An example: 13.7 = 137 / 10. You can convert to the exact floating-point numbers 137 and 10, then divide with a floating point division, and get the correctly rounded result. There is a huge range of decimal numbers that can be converted that way.
If this fails, you can do the calculation with higher precision than required, find the best possible upper bounds for the rounding error involved, and check whether or not you can guarantee a correctly rounded result.
(For example, if I wanted a value correctly rounded to an integer, and I can calculate the result with an error < 0.001, and I get a result of 15.4989, then I know the rounded result is 15. If I get a result of 15.4991, I don't know the correctly rouned result).
Then you have to decide what kind of rounding error is acceptable to you. Part 1 will give you in many cases (and in the majority of practical cases) the correctly rounded result very, very quickly.
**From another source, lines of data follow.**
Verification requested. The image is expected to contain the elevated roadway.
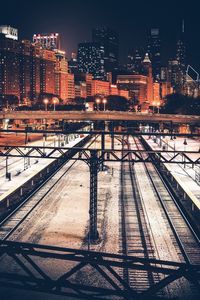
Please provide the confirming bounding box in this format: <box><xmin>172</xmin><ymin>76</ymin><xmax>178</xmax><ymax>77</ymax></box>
<box><xmin>0</xmin><ymin>111</ymin><xmax>200</xmax><ymax>124</ymax></box>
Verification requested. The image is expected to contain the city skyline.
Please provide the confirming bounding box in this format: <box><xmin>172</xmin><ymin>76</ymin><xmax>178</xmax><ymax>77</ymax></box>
<box><xmin>1</xmin><ymin>0</ymin><xmax>200</xmax><ymax>69</ymax></box>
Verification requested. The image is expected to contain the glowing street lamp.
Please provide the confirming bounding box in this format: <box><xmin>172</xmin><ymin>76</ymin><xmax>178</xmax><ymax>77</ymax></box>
<box><xmin>43</xmin><ymin>98</ymin><xmax>49</xmax><ymax>111</ymax></box>
<box><xmin>152</xmin><ymin>101</ymin><xmax>155</xmax><ymax>114</ymax></box>
<box><xmin>52</xmin><ymin>97</ymin><xmax>59</xmax><ymax>111</ymax></box>
<box><xmin>102</xmin><ymin>98</ymin><xmax>107</xmax><ymax>111</ymax></box>
<box><xmin>95</xmin><ymin>98</ymin><xmax>101</xmax><ymax>110</ymax></box>
<box><xmin>156</xmin><ymin>101</ymin><xmax>161</xmax><ymax>113</ymax></box>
Part 2 will give you the proven correctly rounded result in 99% of cases if you use extended precison for a floating-point result, also quite quickly. Using quad precision you will get the proven correct result in practically all cases, but a bit slower. Conversion with infinite precision is trivial, but slow.
There is a special case: If you generated decimal numbers as good approximations to floating-point numbers (say storing floating-point numbers in a file in human readable format), then converting decimal to floating-point by using slightly higher precision will always be successful.